Apr. 21st, 2009

daddytodd: (Default)
I wrote this in response to this post from [info]furr_a_bruin. It's the most I've written in LJ in months, so I'm gonna repost it in my own LJ.

You'll need to read Furr's post to make sense of mine...


Pocket Books has been doing -- and continues to do -- pretty much EXACTLY what you ask for.

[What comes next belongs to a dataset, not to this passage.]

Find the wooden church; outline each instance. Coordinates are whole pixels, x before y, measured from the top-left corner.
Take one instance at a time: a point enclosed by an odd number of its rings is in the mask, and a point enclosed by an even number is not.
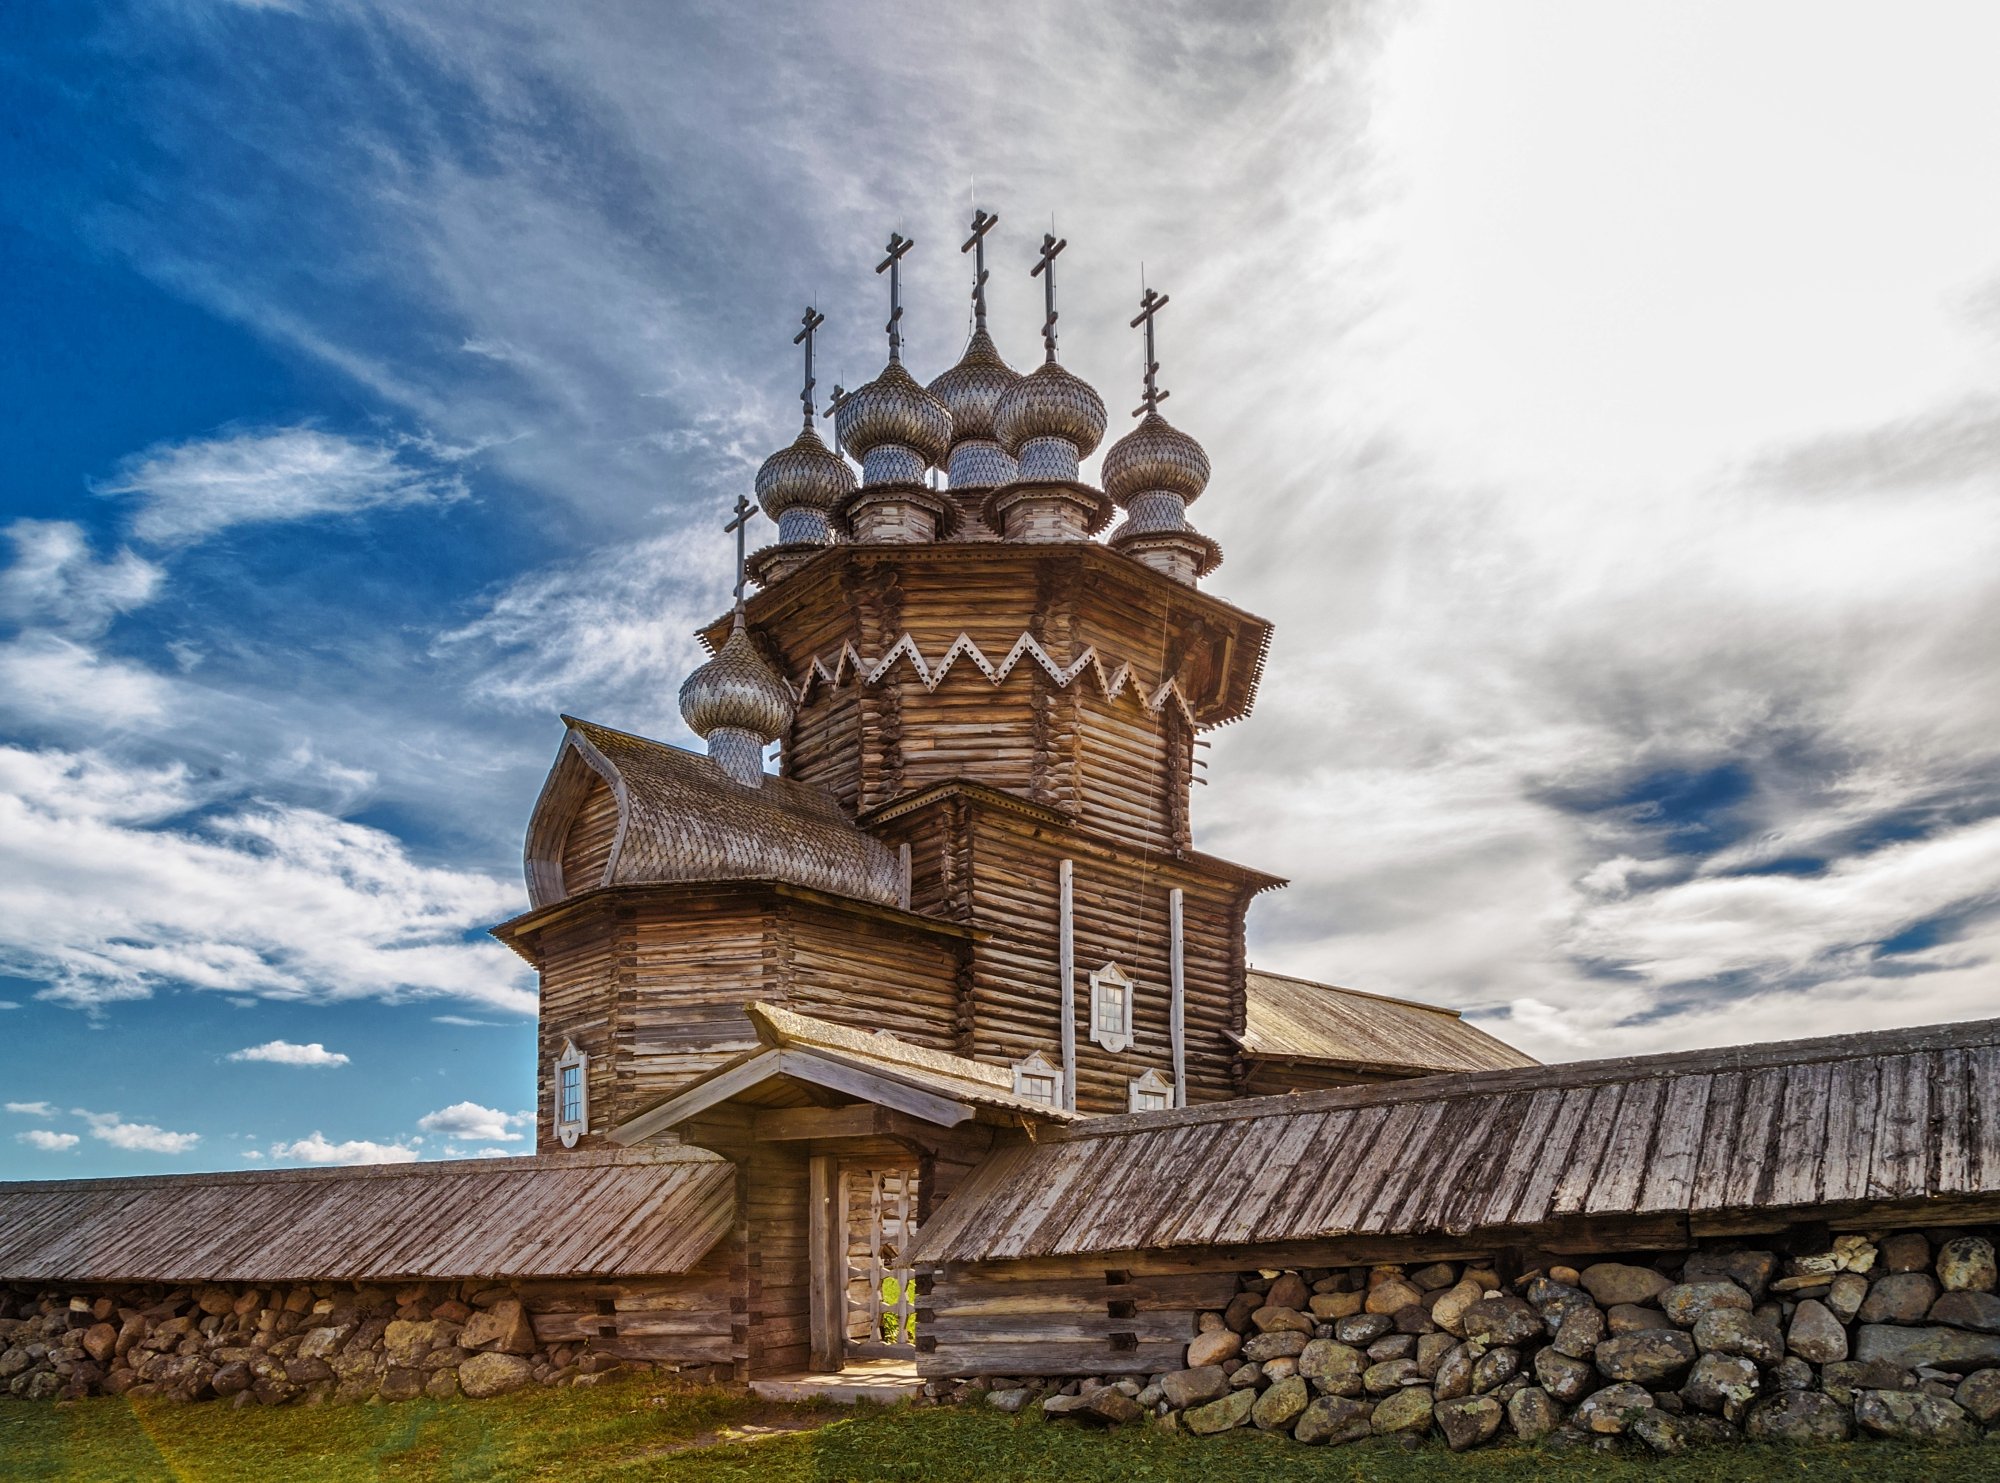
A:
[[[680,691],[705,752],[565,718],[530,909],[494,929],[540,975],[534,1156],[0,1186],[0,1287],[82,1313],[118,1308],[106,1284],[157,1312],[220,1292],[201,1334],[254,1318],[278,1400],[471,1374],[458,1319],[431,1370],[285,1347],[334,1331],[311,1315],[388,1344],[466,1304],[514,1304],[482,1332],[557,1379],[1152,1374],[1246,1269],[2000,1212],[2000,1021],[1542,1067],[1449,1010],[1251,968],[1283,882],[1197,850],[1189,793],[1271,630],[1200,586],[1221,551],[1188,518],[1208,458],[1160,413],[1167,300],[1132,321],[1137,424],[1093,482],[1064,244],[1017,372],[994,220],[928,386],[891,238],[888,362],[836,389],[833,448],[806,312],[802,427],[756,479],[778,539],[746,554],[739,499],[736,602]]]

In the "present day" of the Trek Novelverse, it's mid 2381, 18 months or so after Nemesis. Riker & Troi are off on the Titan, exploring far out beyond the Federation. Picard, Crusher, Worf and LaForge are cleaning up in the Alpha Quadrant following the events of the "Destiny" trilogy, a multi-series crossover published at the end of last year. The Voyager novels were essentially just relaunched, with the ship undertaking a new mission, back to the Delta Quadrant to investigate the fate of the Borg in the wake of "Destiny."

Deep Space Nine is still a few years behind, in 2377, in the process of examining what happened to the shapeshifters (and the rest of the Dominion) following the Dominion War.

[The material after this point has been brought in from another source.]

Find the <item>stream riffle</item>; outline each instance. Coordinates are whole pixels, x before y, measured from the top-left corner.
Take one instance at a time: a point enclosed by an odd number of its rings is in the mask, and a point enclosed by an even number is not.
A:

Hollywood is convinced a $100 million dollar movie has to dumb it down to attract the prime movie-going audience -- middle schoolers. The sad fact is, J.J. didn't make the new movie for me. He made it for the kids. OK, fine. It may be great, it may blow monkey chunks. I won't know until I see it.

I remember what a bitter disappointment TMP was upon its premiere in 1979 -- and now, I consider it one of the best (certainly the most ambitious) of the TOS films. Who knows? Even if I dislike JJTrek upon its release, I may grow into it later.

But what I'm hoping it will do is reinvigorate interest in the franchise. Sales of the novels have apparently been declining for years -- and novels are where the interesting Star Trek stories are happening these days.

They've already cut back from a program that published 2 or 3 paperbacks a month, plus an original "e-book," plus 2 or 3 hardcovers a year, plus 2 or 3 trade paperback anthologies a year. And that was just the fiction; they used to publish 3 or 4 big "non fiction" coffee table titles a year as well, such as "The Art of Star Trek" and "the Star Trek Encyclopedia."

They're now publishing 1 paperback a month, maybe 2 trade paperback "event" novels (which used to be hardcovers) a year, and the occasional trade paper anthology. The "non fiction" and "e-book" lines are entirely dead. Without something to inject interest in all things Star Trek, further cutbacks seem inevitable. I'm hoping the movie will prevent that -- bring in some kids as new fans to replace my cohort of sad old bitter-enders, clinging to the faded glory of a franchise in terminal decline.

JJ may make all the wrong moves -- or he may be as big a genius as Nick Meyer, and resuscitate the franchise again. We won't know for a few more weeks yet.